You know those days when nothing seems to go right? Well, today has been one of those days. Despite glorious weather, that I should just have decided to stay out to enjoy regardless of all the chores to do indoors, I didn't, and my day seems to have been frittered away rather disappointingly. The dog and I had a shortish walk and came home so that I could fill in that incomprehensible form the Tax Office has sent me so that they can tax my pension. (So-o-o-o unfair!) This entailed finding all sorts of information about savings and a great deal more. Heaven knows where my ancient Post Office account book is, and I don't recall ever reaching the £60 mark in it, but the powers-that-be want to know all about it. Dispirited, I postponed the tax form for another day and did some baking instead: a large chocolate tray-bake for someone other than me, and a very small, hopefully cute, chocolate cake for Suzy, who is 59 today.
Both were to be topped with a dark chocolate icing, the tray-bake decorated with small piped white chocolate hearts, and the birthday cake with something that would reflect Suzy's interests or favourite colours, or both. Excluding her particular favourites: anything black, and cigarettes.
These modest ambitions have swallowed up my day and left me feeling a dismal failure (well, not really, but let's be melodramatic).

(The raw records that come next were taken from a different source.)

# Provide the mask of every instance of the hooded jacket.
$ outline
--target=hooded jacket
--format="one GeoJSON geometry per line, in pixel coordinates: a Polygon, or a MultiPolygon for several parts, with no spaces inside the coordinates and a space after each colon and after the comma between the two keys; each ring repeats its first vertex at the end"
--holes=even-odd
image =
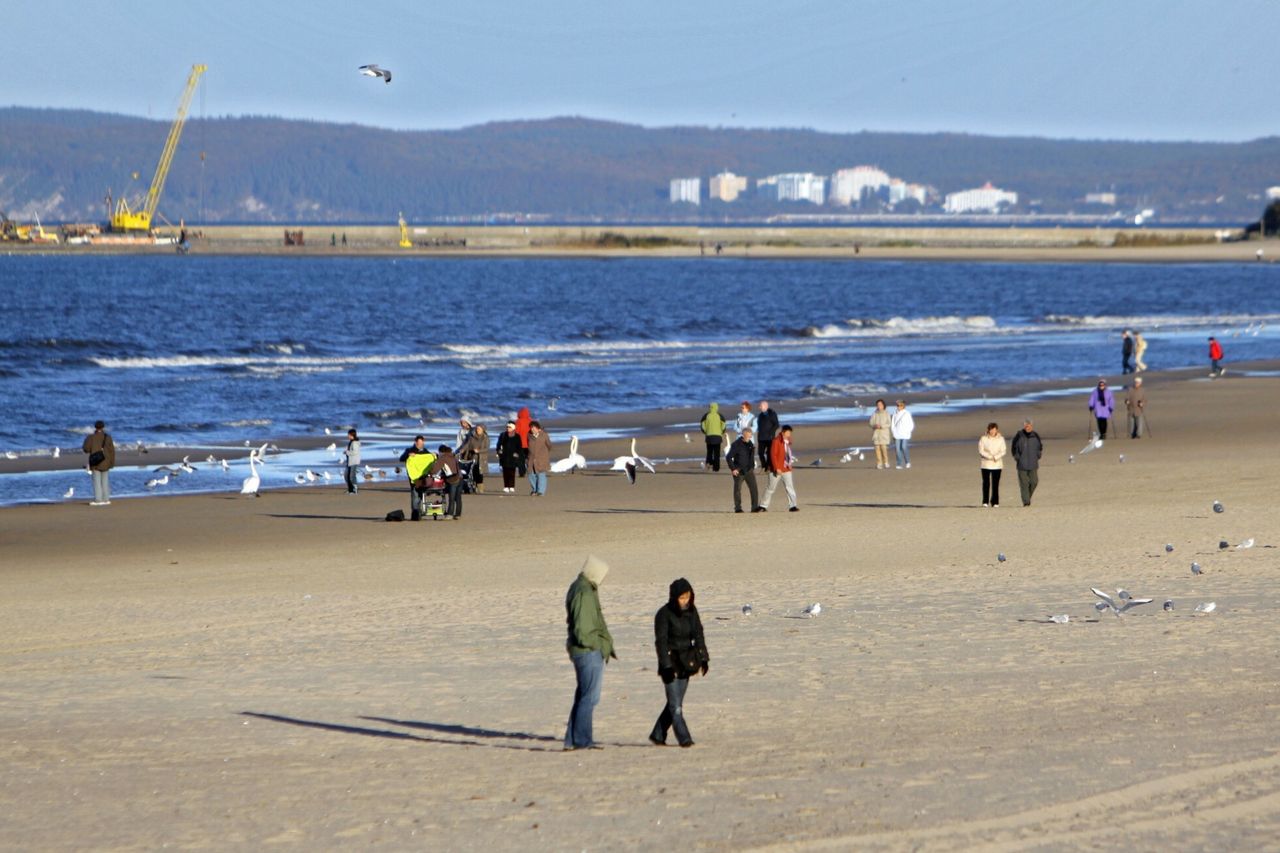
{"type": "Polygon", "coordinates": [[[1034,429],[1027,432],[1019,429],[1014,435],[1014,459],[1018,460],[1019,471],[1034,471],[1039,467],[1041,453],[1044,452],[1044,442],[1034,429]]]}
{"type": "Polygon", "coordinates": [[[750,474],[755,470],[755,444],[739,435],[728,446],[724,461],[728,462],[730,470],[750,474]]]}
{"type": "Polygon", "coordinates": [[[719,414],[719,403],[712,403],[703,415],[703,435],[724,438],[724,418],[719,414]]]}
{"type": "Polygon", "coordinates": [[[588,557],[582,564],[582,571],[568,588],[564,596],[564,621],[568,625],[568,639],[564,647],[568,653],[582,654],[585,652],[599,652],[605,662],[613,653],[613,637],[609,626],[604,624],[604,613],[600,611],[600,581],[609,573],[609,565],[599,557],[588,557]]]}
{"type": "Polygon", "coordinates": [[[110,471],[115,467],[115,442],[111,441],[110,433],[96,429],[91,435],[84,438],[84,443],[81,447],[90,456],[97,451],[102,451],[102,461],[93,466],[95,471],[110,471]]]}
{"type": "Polygon", "coordinates": [[[1116,398],[1110,388],[1094,388],[1089,392],[1089,411],[1094,418],[1110,418],[1115,410],[1116,398]]]}
{"type": "Polygon", "coordinates": [[[694,587],[684,578],[671,581],[669,597],[653,617],[654,646],[658,649],[658,674],[662,680],[687,679],[710,661],[703,638],[703,620],[698,616],[694,587]],[[680,608],[678,598],[689,593],[689,607],[680,608]]]}

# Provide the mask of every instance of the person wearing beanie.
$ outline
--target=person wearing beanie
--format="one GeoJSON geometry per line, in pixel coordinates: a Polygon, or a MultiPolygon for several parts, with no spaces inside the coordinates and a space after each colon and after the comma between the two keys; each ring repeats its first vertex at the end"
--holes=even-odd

The tray-bake was fine, if fairly conventional. Suzy's cake tin had been overfilled, so that it flowed out onto the Experimental Cupcakes beneath. These were supposed to be heart-shaped, as I read recently how if you indent the paper case with a ball of foil, and pinch in the opposite side of the case, the heart shape miraculously results. Ooh, let's try that, I thought, in time for Valentine's Day. Shapeless blobs miraculously resulted for me. They are now in the freezer to press onto visiting children, who don't care so much about the cupcake aesthetic.
Digression: I have a small and delightful team of official Tasters who live in my street, all aged 12 or under, and who sample new things that I've baked. They call regularly and ask if I have anything that needs to be Tasted. Their standards of criticism, constructive or otherwise, are sadly lacking. They just stuff the samples into their little beaks, say "Delicious!", look for second helpings, and that's that. They eat anything. In a former life, they were probably little dogs. I do love them for it though.
Anyway, I cooled and trimmed Suzy's cake, and it looked better, and smelled and felt fine. Catastrophe averted. The dog thought the trimmings were very nice, thank you.
The dark chocolate frosting was going well until I ambitiously added some Bailey's (of which I seem to have 2 bottles, for no good reason that I can think of), whereupon it began to split. This is a disaster, and most sensible people throw it away and start again. Unsensible and undaunted, I ploughed on, knowing that a generous dusting of cocoa powder added later hides a multitude of sins. The piped hearts also looked fine at the time, but stubbornly refused to set on their baking paper - why didn't I pipe them directly onto the cake, you ask? Because piping isn't a skill I possess, really, and indeed there were several decidedly wobbly hearts to be rejected.
Decorating Suzy's cake proved a nightmare. The vision: tiny white tulips in a pale green wrapper, all made of delicately coloured icing sugar. The reality: tulip failure, to be turned into white rosebuds. I can make rosebuds. Then the wrapper proved too delicate and fell apart, and the smidgin of pink blush to liven up the roses looked more like some tiny person had spilled tomato sauce on them.
So in the end, in desperation and with time running out, I cut out little letters in vivid acid green - one of her favourite colours: there is a theme of sorts here, you know - spelling out SUZY OAP-1, (minus 1 - geddit?) wrapped a lime-yellow spotted ribbon round it all, hoping it would look like a granny headscarf, stuck a little striped yellow candle into the whole sorry mess, and took it down to her before her birthday actually ended. I don't think she was impressed, but without knowing the amount of discarded work that came before it, why should she be? Also, she had that wired-into-the-mains look of someone who wasn't quite ready for her own birthday party and was running out of time.
In the end, freshly-piped wobbly hearts were required, and they look fine, in a playschooly sort of way. At such moments I tell myself that home baking should look hand made; symmetry is for mass produced factory cake. (But I would like it to look handmade by a grown woman, not a 3-year-old.)
I had already given my apologies to Suzy, not being party-minded and tending towards doom and despair tonight anyway. Lynn popped in, listened patiently to me moaning, and tidied my table while I made cups of tea. While I haven't yet found all the other papers I need in order to fill in the form from the Tax Office, at least the form now sits amongst a tidy heap of things labelled To Do, without a trace of white chocolate, cocoa powder or tears to be seen.